Neben der kontroversen Haltung zum Israel-Palästina-Konflikt spricht DAVA der EU eine aktive Rolle in der internationalen Politik zu, während Themen wie die NATO und die Rolle der Bundeswehr nicht einmal erwähnt werden. Auch zum russischen Angriffskrieg gegen die Ukraine wird keine Stellung bezogen. Die außenpolitische Haltung der Vereinigung wirft demnach viele Fragen auf.
„Mobilisierungspotenzial wenn es um türkische Wahlen geht“
Türkei-Experte Yaşar Aydın von der Stiftung Wissenschaft und Politik (SWP) sieht die neu gegründete DAVA gegenüber dem Nachrichtenportal „web.de“ vor allem wegen ihrer Verbindungen zu konservativ-islamischen Kreisen und der türkischen Regierungspartei AKP skeptisch.

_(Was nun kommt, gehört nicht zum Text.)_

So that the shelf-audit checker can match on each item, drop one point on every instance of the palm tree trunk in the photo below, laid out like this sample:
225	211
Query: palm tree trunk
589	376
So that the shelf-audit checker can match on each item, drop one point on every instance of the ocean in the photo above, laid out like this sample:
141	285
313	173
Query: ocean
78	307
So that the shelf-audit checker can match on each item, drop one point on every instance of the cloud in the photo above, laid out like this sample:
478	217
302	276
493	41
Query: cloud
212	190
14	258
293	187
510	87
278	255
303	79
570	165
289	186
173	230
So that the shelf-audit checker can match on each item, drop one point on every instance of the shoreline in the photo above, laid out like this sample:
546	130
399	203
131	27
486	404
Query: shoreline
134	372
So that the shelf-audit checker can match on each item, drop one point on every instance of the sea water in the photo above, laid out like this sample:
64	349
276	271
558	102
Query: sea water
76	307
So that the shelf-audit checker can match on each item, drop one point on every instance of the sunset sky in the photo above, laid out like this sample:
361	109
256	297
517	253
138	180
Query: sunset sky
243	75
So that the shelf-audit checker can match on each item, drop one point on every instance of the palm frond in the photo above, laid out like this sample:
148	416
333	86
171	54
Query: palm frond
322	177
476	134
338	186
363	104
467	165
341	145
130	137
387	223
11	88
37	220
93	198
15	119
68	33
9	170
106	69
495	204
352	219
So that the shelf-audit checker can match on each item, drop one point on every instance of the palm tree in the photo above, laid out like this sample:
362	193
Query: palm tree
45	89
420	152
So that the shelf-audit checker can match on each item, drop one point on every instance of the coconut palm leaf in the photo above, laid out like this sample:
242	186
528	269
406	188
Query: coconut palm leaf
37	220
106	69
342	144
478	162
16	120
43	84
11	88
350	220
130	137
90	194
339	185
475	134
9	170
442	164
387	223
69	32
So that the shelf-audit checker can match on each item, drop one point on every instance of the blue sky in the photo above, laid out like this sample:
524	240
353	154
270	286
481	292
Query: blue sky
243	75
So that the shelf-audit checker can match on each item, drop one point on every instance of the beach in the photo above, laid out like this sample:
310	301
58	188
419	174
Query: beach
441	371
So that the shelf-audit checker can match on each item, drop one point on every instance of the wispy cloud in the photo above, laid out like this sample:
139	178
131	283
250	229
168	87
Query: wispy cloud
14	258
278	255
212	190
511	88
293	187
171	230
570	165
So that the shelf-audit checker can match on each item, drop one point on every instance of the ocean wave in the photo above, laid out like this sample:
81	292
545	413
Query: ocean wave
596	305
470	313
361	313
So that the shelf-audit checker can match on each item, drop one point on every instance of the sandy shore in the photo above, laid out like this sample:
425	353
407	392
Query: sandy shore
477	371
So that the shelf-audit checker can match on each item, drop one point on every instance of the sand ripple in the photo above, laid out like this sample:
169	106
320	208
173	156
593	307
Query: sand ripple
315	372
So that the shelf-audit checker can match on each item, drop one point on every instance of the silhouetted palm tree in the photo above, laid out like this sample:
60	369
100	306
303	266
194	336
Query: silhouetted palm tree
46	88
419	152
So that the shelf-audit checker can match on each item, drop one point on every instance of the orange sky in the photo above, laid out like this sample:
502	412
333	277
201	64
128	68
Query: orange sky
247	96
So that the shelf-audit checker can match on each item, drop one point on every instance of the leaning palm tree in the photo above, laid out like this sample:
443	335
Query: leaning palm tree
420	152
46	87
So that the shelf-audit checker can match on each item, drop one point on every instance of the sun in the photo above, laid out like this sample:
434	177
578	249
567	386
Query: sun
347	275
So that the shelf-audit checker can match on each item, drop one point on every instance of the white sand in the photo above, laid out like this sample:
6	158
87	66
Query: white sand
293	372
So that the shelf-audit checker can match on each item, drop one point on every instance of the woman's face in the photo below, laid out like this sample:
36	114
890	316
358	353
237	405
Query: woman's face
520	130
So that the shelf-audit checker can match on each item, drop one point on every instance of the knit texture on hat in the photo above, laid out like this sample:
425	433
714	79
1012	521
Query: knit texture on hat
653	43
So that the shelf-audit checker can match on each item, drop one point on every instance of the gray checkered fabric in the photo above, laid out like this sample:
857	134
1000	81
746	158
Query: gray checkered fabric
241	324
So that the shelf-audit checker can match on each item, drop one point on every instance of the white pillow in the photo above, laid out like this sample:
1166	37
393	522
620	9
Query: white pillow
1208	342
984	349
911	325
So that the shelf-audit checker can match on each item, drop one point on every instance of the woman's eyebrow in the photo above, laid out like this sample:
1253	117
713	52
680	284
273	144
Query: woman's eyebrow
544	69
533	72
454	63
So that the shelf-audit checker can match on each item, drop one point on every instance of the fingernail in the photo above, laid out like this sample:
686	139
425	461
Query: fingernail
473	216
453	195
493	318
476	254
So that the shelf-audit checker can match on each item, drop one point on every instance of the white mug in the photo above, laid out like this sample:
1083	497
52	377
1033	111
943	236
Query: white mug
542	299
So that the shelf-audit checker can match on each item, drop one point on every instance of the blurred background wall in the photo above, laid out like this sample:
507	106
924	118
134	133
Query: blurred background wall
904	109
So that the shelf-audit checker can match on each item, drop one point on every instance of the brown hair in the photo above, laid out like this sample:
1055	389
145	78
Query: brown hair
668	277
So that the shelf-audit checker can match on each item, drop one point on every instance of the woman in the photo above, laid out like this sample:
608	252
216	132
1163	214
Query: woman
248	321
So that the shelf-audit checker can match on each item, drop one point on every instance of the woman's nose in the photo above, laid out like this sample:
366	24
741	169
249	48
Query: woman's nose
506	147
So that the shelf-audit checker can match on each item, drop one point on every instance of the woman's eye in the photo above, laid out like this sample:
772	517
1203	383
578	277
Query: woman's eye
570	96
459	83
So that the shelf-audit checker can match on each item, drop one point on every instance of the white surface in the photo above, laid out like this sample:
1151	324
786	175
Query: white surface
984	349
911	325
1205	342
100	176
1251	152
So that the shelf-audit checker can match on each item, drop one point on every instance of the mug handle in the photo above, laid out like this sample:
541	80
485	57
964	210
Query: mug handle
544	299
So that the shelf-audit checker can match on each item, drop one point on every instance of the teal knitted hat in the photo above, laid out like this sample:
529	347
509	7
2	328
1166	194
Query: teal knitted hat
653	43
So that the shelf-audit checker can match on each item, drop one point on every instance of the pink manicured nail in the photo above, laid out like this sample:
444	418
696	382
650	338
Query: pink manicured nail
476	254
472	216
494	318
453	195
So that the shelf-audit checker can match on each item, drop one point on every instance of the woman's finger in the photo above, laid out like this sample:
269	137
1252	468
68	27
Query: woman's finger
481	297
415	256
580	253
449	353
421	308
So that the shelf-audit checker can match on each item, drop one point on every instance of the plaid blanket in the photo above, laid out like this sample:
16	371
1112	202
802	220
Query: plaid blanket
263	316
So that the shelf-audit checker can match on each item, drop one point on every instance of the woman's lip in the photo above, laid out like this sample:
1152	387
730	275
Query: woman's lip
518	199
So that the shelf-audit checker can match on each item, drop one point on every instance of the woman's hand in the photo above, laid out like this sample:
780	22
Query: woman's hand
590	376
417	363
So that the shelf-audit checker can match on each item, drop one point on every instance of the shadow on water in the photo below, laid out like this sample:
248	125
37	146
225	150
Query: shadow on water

Er versteht zwar das Bedürfnis konservativer Muslime nach einer politischen Vertretung in Deutschland an, glaubt aber nicht an einen großen Durchbruch der Partei: „Diese Gruppe hat ein Mobilisierungspotenzial, wenn es um die türkischen Wahlen geht. Aber hier geht es ja um deutsche Wahlen.“
Aydın rät daher zur Gelassenheit, um die tatsächliche Rolle und Ausrichtung der DAVA in der deutschen Parteienlandschaft besser einschätzen zu können.